Krzysztof Włodarczyk stoczy walkę o być albo nie być w wielkim boksie

PAP / Marcin Bielecki
PAP / Marcin Bielecki

20 maja w Poznaniu Krzysztof Włodarczyk stoczy walkę z Noelem Gevorem o miano oficjalnego pretendenta do tytułu mistrza świata IBF wagi junior ciężkiej. - To dla niego pojedynek o być albo nie być - uważa promotor Andrzej Wasilewski.

W przeszłości Krzysztof Włodarczyk posiadał pasy mistrza świata WBC i IBF w wadze junior ciężkiej.

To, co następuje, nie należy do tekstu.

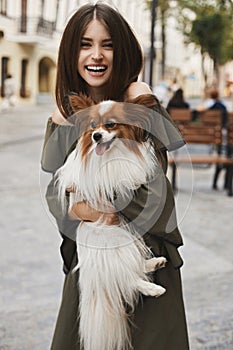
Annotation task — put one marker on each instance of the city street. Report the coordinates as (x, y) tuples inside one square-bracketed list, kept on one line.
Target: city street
[(31, 267)]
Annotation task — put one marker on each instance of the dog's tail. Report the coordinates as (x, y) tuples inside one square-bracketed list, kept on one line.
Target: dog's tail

We wrześniu 2014 roku stracił pas mistrza świata WBC w walce z Grigorijem Drozdem, a później miał półtoraroczną przerwę od walk zawodowych.

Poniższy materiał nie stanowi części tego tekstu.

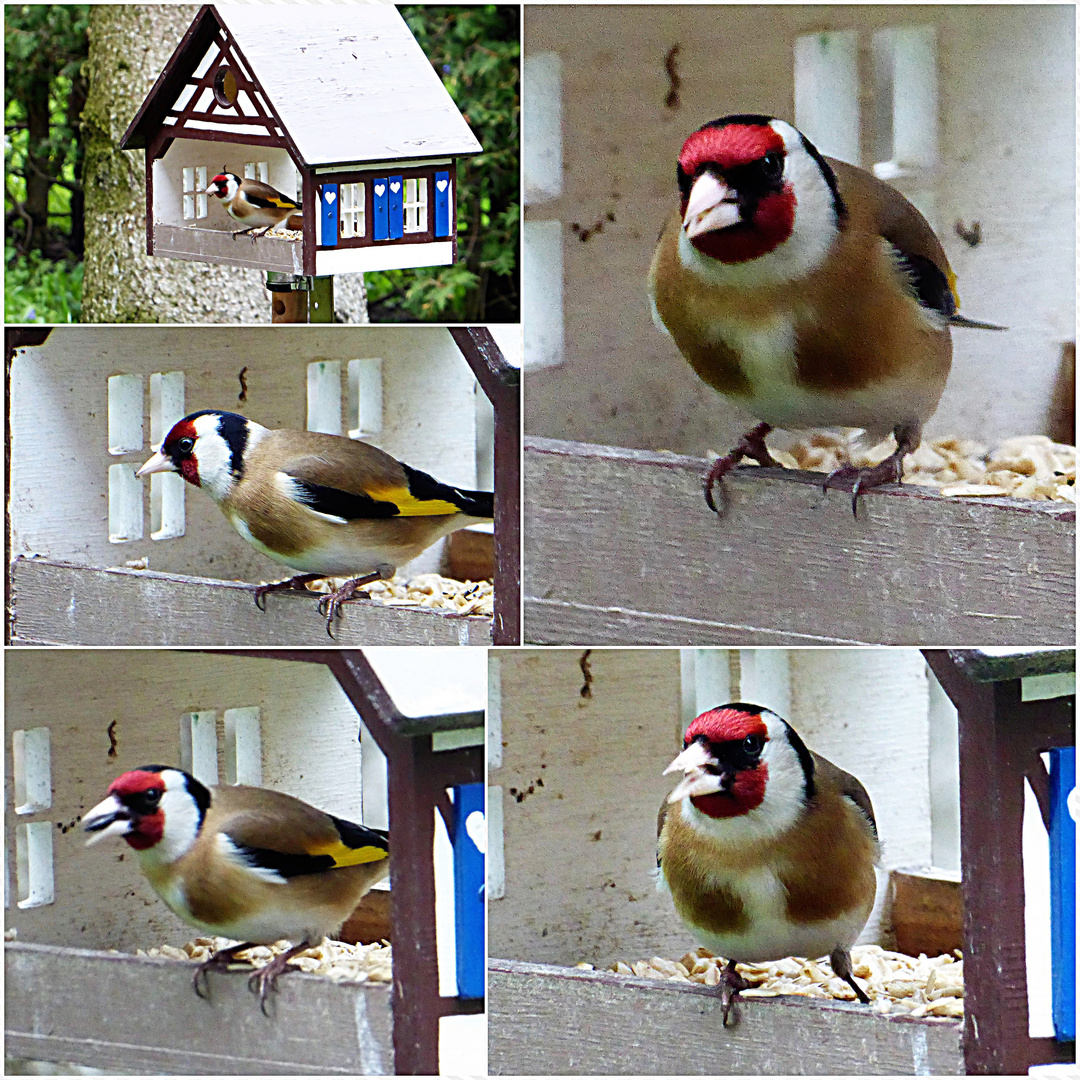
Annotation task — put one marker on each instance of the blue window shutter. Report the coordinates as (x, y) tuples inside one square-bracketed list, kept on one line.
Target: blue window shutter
[(380, 192), (1063, 896), (396, 208), (469, 890), (442, 204), (329, 202)]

W ciągu ostatniego roku wygrał trzy walki - z Walerym Brudowem, Kaim Kurzawą i Leonem Harthem. Dziś znów otwiera się przed nim szansa stoczenia pojedynku o pas mistrza świata IBF, którego posiadaczem jest Murat Gassijew. By otrzymać taką szansę, najpierw musi pokonać Noela Gevora.

- Nie ma żadnych wątpliwości, że dla Krzyśka to walka o być albo nie być w wielkim boksie, pojedynek o wszystko. Jeśli wygra, otworzy się przed nim droga do mistrzowskiego pasa, dużych walk i wysokich gaż. Przegrana będzie oznaczać koniec marzeń o najwyższych laurach - podkreśla współwłaściciel grupy Sferis KnockOut Promotions Andrzej Wasilewski, cytowany przez serwis ringpolska.pl.

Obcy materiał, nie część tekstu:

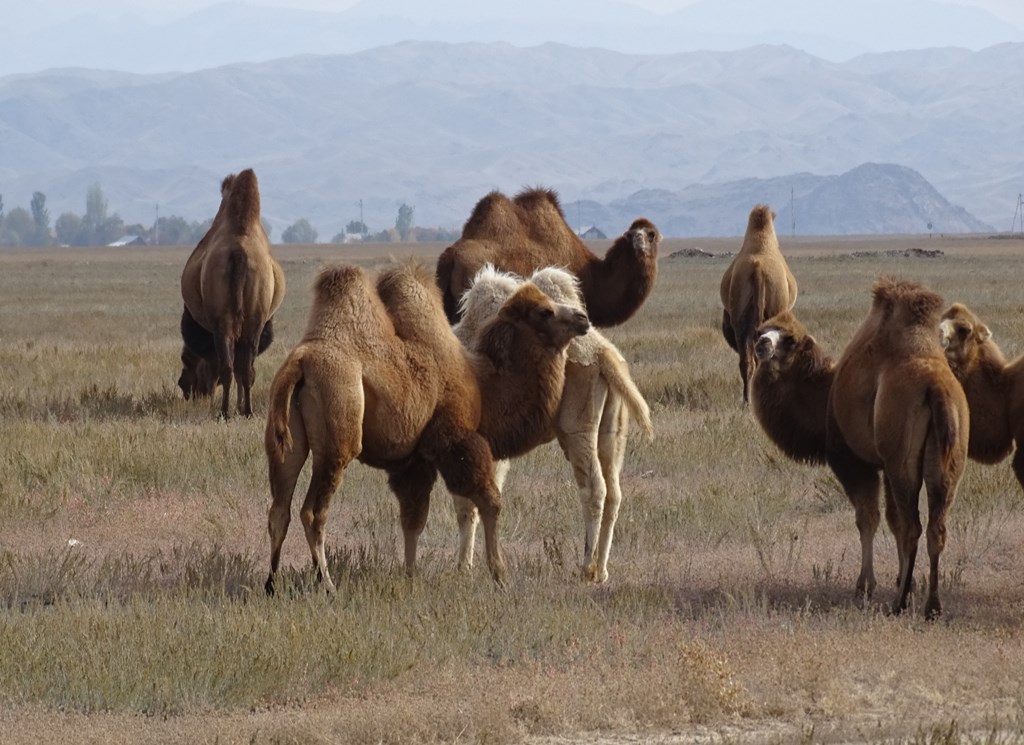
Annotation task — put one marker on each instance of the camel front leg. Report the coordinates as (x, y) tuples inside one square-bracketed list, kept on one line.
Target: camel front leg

- Ja w Krzyśka cały czas wierzę i dlatego mimo że wiązało się to z ogromnymi kosztami zrobiliśmy wszystko, by "Diablo" tę walkę stoczył przed własną publicznością. 20 maja przekonamy się, czy ryzyko się opłaciło - dodaje promotor Włodarczyka.

Aktualny rekord Włodarczyka na zawodowych ringach to 52 zwycięstwa, 3 porażki i 1 remis.

ZOBACZ WIDEO: Ewa Piątkowska: konflikt z Ewą Brodnicką to najlepsze, co mi się przytrafiło

Komentarze (0)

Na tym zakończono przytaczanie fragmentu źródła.